The Azure Active Directory tenant ID that should be used for authenticating requests to the key vault.

interface KeyVaultState

interface KeyVaultState

Input properties used for looking up and filtering KeyVault resources.

property accessPolicies

accessPolicies?: pulumi.Input<pulumi.Input<KeyVaultAccessPolicy>[]>;

A list of up to 16 objects describing access policies, as described below.

property enabledForDeployment

enabledForDeployment?: pulumi.Input<boolean>;

Boolean flag to specify whether Azure Virtual Machines are permitted to retrieve certificates stored as secrets from the key vault. Defaults to false.

property enabledForDiskEncryption

enabledForDiskEncryption?: pulumi.Input<boolean>;

Boolean flag to specify whether Azure Disk Encryption is permitted to retrieve secrets from the vault and unwrap keys. Defaults to false.

property enabledForTemplateDeployment

enabledForTemplateDeployment?: pulumi.Input<boolean>;

Boolean flag to specify whether Azure Resource Manager is permitted to retrieve secrets from the key vault. Defaults to false.

property location

location?: pulumi.Input<string>;

Specifies the supported Azure location where the resource exists. Changing this forces a new resource to be created.

property name

name?: pulumi.Input<string>;

Specifies the name of the Key Vault. Changing this forces a new resource to be created.

property networkAcls

networkAcls?: pulumi.Input<KeyVaultNetworkAcls>;

A networkAcls block as defined below.

property purgeProtectionEnabled

purgeProtectionEnabled?: pulumi.Input<boolean>;

Is Purge Protection enabled for this Key Vault? Defaults to false.

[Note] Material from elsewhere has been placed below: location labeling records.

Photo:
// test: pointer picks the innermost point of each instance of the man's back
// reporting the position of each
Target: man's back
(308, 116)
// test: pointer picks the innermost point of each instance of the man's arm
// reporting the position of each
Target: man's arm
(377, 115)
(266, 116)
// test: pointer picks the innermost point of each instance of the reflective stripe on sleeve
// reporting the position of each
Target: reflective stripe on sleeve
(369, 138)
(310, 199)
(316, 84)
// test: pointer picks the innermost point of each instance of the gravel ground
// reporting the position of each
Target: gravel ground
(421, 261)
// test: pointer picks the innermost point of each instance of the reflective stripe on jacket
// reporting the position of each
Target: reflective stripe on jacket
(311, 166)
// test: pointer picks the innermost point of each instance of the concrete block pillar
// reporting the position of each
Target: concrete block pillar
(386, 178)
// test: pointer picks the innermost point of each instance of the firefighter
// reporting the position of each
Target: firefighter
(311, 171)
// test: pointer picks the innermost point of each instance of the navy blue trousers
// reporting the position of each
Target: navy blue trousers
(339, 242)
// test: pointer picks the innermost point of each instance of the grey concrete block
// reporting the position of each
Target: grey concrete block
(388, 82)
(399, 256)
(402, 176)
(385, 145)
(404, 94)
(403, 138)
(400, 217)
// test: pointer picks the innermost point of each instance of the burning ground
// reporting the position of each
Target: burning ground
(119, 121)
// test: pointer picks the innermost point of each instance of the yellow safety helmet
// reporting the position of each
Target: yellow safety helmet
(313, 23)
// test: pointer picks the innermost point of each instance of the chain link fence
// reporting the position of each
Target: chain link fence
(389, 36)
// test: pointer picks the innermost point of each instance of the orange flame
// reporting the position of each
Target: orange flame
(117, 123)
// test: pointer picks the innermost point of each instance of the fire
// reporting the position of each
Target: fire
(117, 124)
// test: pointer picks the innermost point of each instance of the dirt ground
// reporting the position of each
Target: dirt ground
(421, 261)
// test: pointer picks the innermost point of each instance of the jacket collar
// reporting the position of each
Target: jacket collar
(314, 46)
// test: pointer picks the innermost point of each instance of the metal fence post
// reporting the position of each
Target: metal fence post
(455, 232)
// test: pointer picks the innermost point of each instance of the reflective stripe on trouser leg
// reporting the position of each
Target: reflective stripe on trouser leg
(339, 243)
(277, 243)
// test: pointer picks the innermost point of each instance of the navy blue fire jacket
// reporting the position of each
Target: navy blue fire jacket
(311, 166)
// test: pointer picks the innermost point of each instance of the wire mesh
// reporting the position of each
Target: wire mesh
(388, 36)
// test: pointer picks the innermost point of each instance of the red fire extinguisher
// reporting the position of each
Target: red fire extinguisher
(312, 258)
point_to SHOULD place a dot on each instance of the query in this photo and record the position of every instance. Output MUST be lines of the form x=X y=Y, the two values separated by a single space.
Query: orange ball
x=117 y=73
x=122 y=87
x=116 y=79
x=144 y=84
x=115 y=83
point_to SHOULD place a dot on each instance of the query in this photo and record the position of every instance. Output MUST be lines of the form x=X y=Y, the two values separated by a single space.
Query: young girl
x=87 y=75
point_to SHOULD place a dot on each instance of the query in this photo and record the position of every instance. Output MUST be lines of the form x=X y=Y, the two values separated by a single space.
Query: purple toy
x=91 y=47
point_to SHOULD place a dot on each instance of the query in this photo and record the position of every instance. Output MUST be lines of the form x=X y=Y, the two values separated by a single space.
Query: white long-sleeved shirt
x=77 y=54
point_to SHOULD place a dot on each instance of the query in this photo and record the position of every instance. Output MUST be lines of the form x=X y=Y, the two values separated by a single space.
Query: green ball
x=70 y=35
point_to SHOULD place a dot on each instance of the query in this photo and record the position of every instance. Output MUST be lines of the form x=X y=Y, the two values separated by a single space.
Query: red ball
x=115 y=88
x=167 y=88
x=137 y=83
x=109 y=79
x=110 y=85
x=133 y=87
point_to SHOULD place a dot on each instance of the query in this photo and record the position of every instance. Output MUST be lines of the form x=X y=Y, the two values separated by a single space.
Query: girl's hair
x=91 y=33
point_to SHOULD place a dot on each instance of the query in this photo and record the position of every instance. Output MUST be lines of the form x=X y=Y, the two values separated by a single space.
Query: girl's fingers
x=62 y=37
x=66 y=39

property resourceGroupName

resourceGroupName?: pulumi.Input<string>;

The name of the resource group in which to create the Key Vault. Changing this forces a new resource to be created.

property skuName

skuName?: pulumi.Input<string>;

The Name of the SKU used for this Key Vault. Possible values are standard and premium.

property softDeleteEnabled

softDeleteEnabled?: pulumi.Input<boolean>;

Should Soft Delete be enabled for this Key Vault? Defaults to false.

property tags

tags?: pulumi.Input<{[key: string]: pulumi.Input<string>}>;

A mapping of tags to assign to the resource.

property tenantId

tenantId?: pulumi.Input<string>;

The Azure Active Directory tenant ID that should be used for authenticating requests to the key vault.

property vaultUri

vaultUri?: pulumi.Input<string>;

The URI of the Key Vault, used for performing operations on keys and secrets.

interface SecretArgs

interface SecretArgs

The set of arguments for constructing a Secret resource.

property contentType

contentType?: pulumi.Input<string>;

Specifies the content type for the Key Vault Secret.

property expirationDate

expirationDate?: pulumi.Input<string>;

Expiration UTC datetime (Y-m-d’T’H:M:S’Z’).

property keyVaultId

keyVaultId: pulumi.Input<string>;

The ID of the Key Vault where the Secret should be created.

property name

name?: pulumi.Input<string>;

Specifies the name of the Key Vault Secret. Changing this forces a new resource to be created.

property notBeforeDate

notBeforeDate?: pulumi.Input<string>;

Key not usable before the provided UTC datetime (Y-m-d’T’H:M:S’Z’).

property tags

tags?: pulumi.Input<{[key: string]: pulumi.Input<string>}>;

A mapping of tags to assign to the resource.

property value

value: pulumi.Input<string>;

Specifies the value of the Key Vault Secret.

interface SecretState

interface SecretState

Input properties used for looking up and filtering Secret resources.

property contentType

contentType?: pulumi.Input<string>;

Specifies the content type for the Key Vault Secret.

property expirationDate

expirationDate?: pulumi.Input<string>;

Expiration UTC datetime (Y-m-d’T’H:M:S’Z’).

property keyVaultId

keyVaultId?: pulumi.Input<string>;

The ID of the Key Vault where the Secret should be created.

property name

name?: pulumi.Input<string>;

Specifies the name of the Key Vault Secret. Changing this forces a new resource to be created.

property notBeforeDate

notBeforeDate?: pulumi.Input<string>;

Key not usable before the provided UTC datetime (Y-m-d’T’H:M:S’Z’).

property tags

tags?: pulumi.Input<{[key: string]: pulumi.Input<string>}>;

A mapping of tags to assign to the resource.

property value

value?: pulumi.Input<string>;

Specifies the value of the Key Vault Secret.

property version

version?: pulumi.Input<string>;

The current version of the Key Vault Secret.